Mamma, infatti, narra spesso delle sue scorribande in bicicletta, anche senza mani, per andare a comperare il sale o lo zucchero finito che, immancabilmente, serviva quando si decideva di fare la frittata contadina con la verdura dell’orto oppure la crostata con la marmellata di ciliegie fatta in casa.
Se quarant’anni fa c’erano due panetterie, due alimentari, una macelleria, una merceria, una falegnameria, una carrozzeria, una parrucchiera da donna, cinque osterie, l’asilo e la scuola elementare, oggi sono rimasti aperti un’edicola, una tabaccheria, un parrucchiere da uomo ed un panificio: ahimè, che tristezza, davvero un peccato!

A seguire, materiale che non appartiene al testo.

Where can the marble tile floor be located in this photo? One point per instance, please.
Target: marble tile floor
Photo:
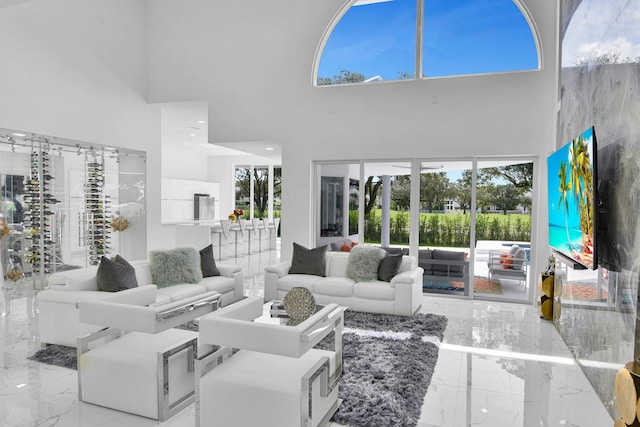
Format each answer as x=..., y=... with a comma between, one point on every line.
x=499, y=365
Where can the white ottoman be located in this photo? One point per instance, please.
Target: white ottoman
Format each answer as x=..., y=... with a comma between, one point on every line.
x=260, y=389
x=144, y=374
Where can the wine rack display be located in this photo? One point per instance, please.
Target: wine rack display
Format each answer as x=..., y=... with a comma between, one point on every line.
x=41, y=247
x=97, y=211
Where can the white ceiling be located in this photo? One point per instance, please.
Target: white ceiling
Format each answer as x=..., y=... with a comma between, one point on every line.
x=185, y=127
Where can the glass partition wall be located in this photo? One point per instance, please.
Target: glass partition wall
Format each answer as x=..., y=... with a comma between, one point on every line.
x=66, y=203
x=460, y=218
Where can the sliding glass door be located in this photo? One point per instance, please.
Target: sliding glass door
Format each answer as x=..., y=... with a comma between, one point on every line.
x=468, y=222
x=445, y=226
x=503, y=229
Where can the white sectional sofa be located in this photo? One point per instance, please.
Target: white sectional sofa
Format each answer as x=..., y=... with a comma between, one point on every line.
x=401, y=296
x=58, y=318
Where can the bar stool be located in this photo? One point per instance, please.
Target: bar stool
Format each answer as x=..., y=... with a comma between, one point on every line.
x=248, y=227
x=236, y=227
x=258, y=224
x=221, y=230
x=273, y=226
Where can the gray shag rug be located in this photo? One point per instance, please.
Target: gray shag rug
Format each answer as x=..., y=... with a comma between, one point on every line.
x=57, y=355
x=388, y=362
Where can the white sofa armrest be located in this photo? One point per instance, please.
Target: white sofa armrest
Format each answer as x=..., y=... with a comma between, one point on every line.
x=228, y=270
x=83, y=279
x=408, y=287
x=280, y=269
x=409, y=277
x=123, y=310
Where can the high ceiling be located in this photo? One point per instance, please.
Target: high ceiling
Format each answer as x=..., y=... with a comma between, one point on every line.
x=185, y=127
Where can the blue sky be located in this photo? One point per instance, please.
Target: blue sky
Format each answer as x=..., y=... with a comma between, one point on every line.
x=460, y=37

Eh sì, perché le botteghe e i mestieri erano un richiamo per gli abitanti del paese, erano luoghi di aggregazione e l’occasione di incontri, anche fra generazioni lontane, fra vecchi dalla vitalità prorompente e bambini che attingevano dalle loro parole come a una riserva inesauribile.
La memoria di mamma è ancora popolata di figure indimenticabili, di personaggi che hanno dimostrato di valere, magari per il loro senso del lavoro, di fatica e attaccamento alla terra, o perchè sono stati protagonisti di episodi esilaranti e sorprendenti; mi piace e mi diverto sentirla parlare di Rosina, Pea, Annibale, Tonio e tanti altri.

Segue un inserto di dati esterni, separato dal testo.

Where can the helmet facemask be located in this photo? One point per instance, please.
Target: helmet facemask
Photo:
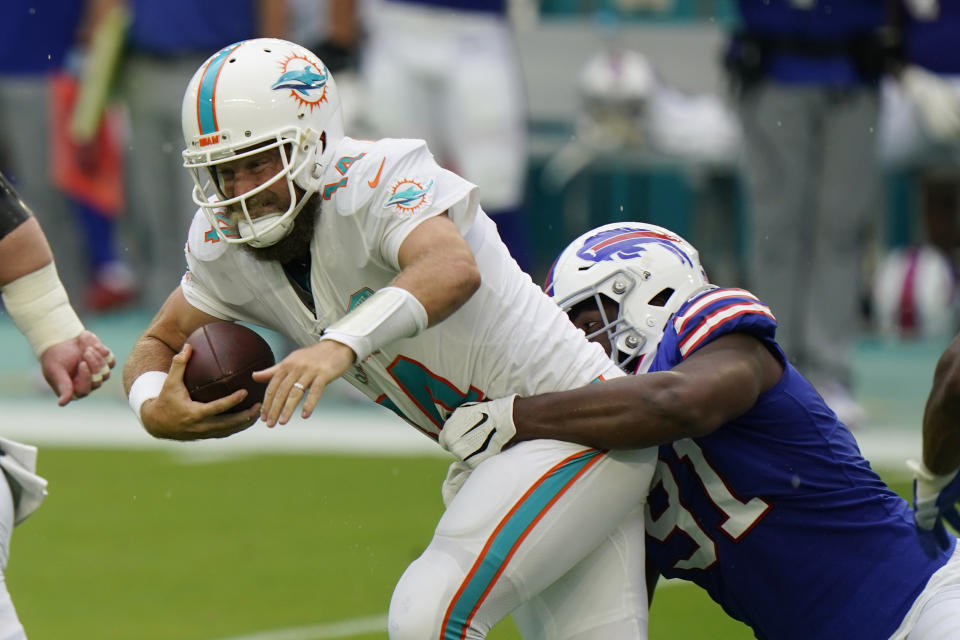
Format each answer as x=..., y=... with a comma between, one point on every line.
x=259, y=96
x=256, y=229
x=643, y=272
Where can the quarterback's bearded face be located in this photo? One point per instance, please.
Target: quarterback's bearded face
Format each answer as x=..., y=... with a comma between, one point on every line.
x=296, y=244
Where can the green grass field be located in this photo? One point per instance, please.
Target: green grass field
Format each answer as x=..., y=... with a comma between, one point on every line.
x=155, y=546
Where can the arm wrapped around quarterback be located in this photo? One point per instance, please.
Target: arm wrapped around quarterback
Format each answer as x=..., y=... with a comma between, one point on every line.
x=389, y=314
x=478, y=430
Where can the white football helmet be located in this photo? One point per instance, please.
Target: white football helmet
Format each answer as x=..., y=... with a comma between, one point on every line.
x=250, y=97
x=616, y=86
x=915, y=294
x=647, y=270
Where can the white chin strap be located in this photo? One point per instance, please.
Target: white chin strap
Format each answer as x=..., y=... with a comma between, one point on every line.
x=266, y=230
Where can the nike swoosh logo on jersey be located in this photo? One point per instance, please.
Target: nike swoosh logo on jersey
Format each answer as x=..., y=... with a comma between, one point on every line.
x=479, y=422
x=376, y=179
x=486, y=443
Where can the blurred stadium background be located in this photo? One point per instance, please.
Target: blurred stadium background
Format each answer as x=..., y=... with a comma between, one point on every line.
x=300, y=532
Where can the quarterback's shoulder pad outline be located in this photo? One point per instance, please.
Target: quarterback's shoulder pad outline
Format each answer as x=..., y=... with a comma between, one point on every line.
x=203, y=242
x=367, y=173
x=716, y=312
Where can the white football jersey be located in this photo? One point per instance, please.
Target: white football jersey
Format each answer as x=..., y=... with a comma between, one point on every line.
x=508, y=338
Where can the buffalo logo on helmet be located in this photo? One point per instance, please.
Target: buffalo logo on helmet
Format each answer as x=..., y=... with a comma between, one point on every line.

Per abitare nel paese di mia madre, oggi, occorre avere la macchina; i servizi sono pochi e i pullman di linea sono diretti prevalentemente a Milano.

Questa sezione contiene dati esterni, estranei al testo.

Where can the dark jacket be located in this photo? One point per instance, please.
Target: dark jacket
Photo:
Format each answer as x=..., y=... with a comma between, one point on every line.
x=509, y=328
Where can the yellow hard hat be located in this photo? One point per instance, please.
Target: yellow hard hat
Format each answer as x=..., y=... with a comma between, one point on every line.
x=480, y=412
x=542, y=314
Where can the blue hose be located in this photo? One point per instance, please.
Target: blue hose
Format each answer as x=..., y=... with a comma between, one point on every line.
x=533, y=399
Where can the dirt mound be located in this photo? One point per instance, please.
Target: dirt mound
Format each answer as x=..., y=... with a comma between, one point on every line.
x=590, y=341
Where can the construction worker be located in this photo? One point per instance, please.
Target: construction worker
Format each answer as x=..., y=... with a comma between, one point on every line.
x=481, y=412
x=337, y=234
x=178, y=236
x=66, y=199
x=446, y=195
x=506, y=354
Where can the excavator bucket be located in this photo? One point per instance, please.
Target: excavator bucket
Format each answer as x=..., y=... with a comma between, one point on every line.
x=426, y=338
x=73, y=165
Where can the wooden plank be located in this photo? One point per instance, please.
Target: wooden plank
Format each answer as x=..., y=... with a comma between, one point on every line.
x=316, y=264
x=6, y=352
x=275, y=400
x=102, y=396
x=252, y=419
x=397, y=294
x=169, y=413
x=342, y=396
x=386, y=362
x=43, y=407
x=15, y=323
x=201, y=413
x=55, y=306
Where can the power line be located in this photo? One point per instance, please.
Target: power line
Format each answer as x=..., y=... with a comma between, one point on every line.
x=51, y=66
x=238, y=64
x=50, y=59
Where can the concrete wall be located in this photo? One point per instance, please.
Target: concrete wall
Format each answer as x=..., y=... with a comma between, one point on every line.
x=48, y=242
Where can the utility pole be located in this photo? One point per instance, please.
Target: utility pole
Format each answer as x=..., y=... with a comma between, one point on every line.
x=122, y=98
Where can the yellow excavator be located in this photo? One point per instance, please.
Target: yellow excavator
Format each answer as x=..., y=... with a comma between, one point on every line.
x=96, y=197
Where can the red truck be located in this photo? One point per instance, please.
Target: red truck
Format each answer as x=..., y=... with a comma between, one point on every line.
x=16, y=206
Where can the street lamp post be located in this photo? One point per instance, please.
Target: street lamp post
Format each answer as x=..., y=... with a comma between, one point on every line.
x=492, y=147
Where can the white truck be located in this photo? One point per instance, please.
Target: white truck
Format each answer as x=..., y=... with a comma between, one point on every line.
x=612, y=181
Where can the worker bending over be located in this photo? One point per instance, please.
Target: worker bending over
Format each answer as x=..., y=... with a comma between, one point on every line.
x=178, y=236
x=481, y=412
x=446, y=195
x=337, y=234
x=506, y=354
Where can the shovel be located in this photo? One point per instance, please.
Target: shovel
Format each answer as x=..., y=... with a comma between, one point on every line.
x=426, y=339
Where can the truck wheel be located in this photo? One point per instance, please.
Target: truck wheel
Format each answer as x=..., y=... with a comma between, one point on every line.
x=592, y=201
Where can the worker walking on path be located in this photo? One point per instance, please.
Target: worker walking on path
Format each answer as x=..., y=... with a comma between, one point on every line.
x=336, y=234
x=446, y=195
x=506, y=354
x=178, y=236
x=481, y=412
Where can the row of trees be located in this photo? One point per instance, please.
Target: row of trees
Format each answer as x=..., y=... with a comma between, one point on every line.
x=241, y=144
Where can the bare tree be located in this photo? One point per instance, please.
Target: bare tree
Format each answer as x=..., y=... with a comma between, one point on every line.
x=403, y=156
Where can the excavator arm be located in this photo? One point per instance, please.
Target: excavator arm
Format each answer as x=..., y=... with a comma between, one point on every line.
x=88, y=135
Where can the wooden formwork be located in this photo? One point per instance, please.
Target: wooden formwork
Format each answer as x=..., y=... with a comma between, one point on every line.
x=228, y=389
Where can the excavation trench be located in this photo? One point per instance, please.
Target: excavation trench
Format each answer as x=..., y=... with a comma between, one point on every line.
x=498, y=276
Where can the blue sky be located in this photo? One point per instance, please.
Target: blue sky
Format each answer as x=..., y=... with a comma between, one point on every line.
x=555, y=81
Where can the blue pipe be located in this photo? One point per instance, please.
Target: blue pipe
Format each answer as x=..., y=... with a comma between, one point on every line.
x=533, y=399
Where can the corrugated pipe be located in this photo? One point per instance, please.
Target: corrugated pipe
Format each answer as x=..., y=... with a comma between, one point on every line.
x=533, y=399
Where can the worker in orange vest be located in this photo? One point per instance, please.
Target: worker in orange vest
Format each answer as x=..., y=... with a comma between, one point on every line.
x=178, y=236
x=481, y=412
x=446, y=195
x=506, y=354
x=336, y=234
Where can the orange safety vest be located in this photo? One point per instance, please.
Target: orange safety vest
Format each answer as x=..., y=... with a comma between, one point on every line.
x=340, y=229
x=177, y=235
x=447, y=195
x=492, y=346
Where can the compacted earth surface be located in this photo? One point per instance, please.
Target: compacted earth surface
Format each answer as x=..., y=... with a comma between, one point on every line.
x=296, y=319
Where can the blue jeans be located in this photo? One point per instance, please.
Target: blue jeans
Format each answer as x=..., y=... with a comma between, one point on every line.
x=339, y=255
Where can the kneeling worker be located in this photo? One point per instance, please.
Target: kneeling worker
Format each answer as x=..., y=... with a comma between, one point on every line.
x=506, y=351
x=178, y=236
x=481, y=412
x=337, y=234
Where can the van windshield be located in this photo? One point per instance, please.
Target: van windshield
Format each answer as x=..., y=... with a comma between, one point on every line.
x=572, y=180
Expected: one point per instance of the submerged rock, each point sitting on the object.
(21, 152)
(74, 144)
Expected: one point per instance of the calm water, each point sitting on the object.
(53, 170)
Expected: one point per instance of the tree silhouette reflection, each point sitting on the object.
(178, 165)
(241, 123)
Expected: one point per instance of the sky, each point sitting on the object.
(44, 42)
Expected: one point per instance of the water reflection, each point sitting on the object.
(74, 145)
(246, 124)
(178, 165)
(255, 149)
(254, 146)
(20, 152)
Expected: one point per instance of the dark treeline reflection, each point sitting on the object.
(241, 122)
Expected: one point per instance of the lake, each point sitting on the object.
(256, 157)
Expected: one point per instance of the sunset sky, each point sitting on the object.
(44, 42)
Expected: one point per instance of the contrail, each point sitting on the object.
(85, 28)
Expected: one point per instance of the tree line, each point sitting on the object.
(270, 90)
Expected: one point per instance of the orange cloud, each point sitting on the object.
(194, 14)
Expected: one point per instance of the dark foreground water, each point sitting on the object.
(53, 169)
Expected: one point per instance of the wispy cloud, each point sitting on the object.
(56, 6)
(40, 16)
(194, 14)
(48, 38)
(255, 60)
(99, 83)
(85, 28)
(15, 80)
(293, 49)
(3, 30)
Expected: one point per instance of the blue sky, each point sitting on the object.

Nonostante ciò, a me piace molto viverci, perché è tranquillo e la cronaca, fortunatamente, finora, non ha ancora fatto registrare spiacevoli episodi di violenza o droga.
Conosco molta gente fra parenti ed amici e questo senso di socialità mi dà sicurezza, protezione.
Per coinvolgere gli abitanti stimolandoli a riunirsi ci pensa poi la proloco, l’infaticabile PQ, che con i suoi volontari si fa custode di molte tradizioni, di usi e costumi che nella zona hanno fatto parlare e continuano a far parlare del mio paese.
Le feste gastronomiche sono le occasioni migliori per le rimpatriate; così, annualmente, gli attuali residenti si incontrano con i vecchi che se ne sono andati per motivi familiari o professionali.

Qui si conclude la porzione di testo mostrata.